L'avis de... Christophe Barret, global analyst pétrole à Crédit Agricole CIB

« Les prix entrent dans une zone à risques pour la croissance mondiale »

le 24/02/2011 L'AGEFI Hebdo

Quelle est l’anomalie dans l’écart de prix actuel entre le Brent et le WTI ? Un Brent trop élevé ou un WTI trop faible ?

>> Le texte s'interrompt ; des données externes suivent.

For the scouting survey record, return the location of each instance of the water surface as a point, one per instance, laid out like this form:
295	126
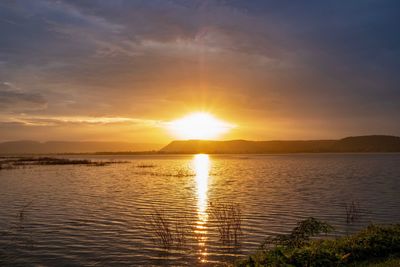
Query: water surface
100	215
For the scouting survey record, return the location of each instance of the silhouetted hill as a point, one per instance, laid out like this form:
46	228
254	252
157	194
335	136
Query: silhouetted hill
373	143
32	147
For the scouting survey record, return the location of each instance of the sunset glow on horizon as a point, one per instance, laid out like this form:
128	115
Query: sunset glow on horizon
199	125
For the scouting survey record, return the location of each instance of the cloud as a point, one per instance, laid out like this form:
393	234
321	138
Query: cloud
12	99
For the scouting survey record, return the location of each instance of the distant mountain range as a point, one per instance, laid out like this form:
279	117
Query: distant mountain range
371	143
32	147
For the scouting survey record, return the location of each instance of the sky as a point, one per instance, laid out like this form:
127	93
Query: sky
122	70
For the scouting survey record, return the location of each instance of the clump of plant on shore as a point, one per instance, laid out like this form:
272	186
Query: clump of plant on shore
228	221
169	233
298	249
13	163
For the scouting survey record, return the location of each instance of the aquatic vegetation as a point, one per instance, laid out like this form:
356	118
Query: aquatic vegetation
300	235
13	163
228	220
373	242
146	166
353	212
168	232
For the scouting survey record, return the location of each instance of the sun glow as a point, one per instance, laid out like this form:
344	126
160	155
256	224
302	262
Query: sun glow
199	125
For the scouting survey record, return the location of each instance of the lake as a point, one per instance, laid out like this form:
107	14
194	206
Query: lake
105	215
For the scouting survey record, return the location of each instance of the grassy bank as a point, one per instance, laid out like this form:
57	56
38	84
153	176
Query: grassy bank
375	246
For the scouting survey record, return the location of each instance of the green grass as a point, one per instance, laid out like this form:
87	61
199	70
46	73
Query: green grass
368	247
390	262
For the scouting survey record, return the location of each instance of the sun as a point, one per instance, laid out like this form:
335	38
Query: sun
199	125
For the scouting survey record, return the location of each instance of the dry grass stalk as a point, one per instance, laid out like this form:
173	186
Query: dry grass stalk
228	220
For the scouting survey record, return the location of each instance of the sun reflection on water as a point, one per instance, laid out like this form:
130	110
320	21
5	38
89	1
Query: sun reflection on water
202	169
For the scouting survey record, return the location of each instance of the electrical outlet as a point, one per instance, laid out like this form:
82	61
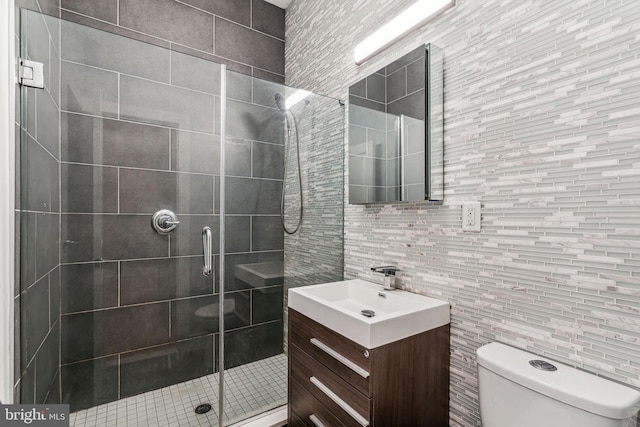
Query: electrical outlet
471	216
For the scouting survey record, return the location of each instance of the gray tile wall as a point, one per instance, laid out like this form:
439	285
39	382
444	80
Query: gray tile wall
37	291
314	254
541	126
136	135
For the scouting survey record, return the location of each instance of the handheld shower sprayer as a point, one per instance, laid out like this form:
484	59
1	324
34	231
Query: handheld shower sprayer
289	117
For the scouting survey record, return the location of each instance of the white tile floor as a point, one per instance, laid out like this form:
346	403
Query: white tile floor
249	390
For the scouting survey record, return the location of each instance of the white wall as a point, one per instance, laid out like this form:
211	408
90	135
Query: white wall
7	195
542	125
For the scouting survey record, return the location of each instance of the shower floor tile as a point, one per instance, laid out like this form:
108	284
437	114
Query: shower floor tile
249	390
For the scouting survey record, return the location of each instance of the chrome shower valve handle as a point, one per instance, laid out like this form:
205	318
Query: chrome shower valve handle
164	221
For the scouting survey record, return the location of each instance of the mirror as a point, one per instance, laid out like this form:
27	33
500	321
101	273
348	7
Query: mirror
396	131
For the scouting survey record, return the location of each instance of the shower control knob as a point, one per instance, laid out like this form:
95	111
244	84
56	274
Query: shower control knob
164	221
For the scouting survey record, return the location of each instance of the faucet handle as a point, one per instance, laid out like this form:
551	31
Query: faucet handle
387	270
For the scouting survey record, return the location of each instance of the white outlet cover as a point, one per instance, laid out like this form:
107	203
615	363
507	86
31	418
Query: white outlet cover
471	216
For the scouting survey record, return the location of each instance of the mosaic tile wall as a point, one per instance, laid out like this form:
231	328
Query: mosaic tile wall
542	126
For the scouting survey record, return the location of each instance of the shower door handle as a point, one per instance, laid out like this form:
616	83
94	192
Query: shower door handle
206	246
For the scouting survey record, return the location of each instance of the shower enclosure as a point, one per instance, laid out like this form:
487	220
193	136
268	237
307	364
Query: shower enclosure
113	313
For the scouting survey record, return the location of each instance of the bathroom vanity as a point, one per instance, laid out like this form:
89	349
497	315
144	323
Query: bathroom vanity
374	379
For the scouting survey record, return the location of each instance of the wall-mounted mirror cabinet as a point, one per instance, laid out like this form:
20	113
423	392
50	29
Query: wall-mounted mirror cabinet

C’est le WTI qui s’est déconnecté des autres contrats en raison d’un phénomène dénommé « effet Cushing » (lire ci-contre), un phénomène de congestion des importations de brut vers ce hub pétrolier. Le cours du Brent, nettement au-dessus de 100 dollars le baril, reflète la réalité actuelle des prix. Nous anticipons que l’écart des cours qui a atteint jusqu’à 16 dollars ces derniers jours revienne à des proportions réduites au printemps. Nous tablons sur un spread revenu à 9 dollars en juin prochain, puis à 6 dollars en août. L’ajustement définitif, c’est-à-dire le retour à un écart de prix normal de 2 ou 3 dollars selon les standards historiques, serait pour 2013. Ce sera l’année où les Etats-Unis seront équipés d’un nouveau pipeline de Cushing vers le Golfe du Mexique. Ce qui désengorgera définitivement Cushing.

Existe-t-il une limite à partir de laquelle la hausse des cours devient insupportable pour l’économie ?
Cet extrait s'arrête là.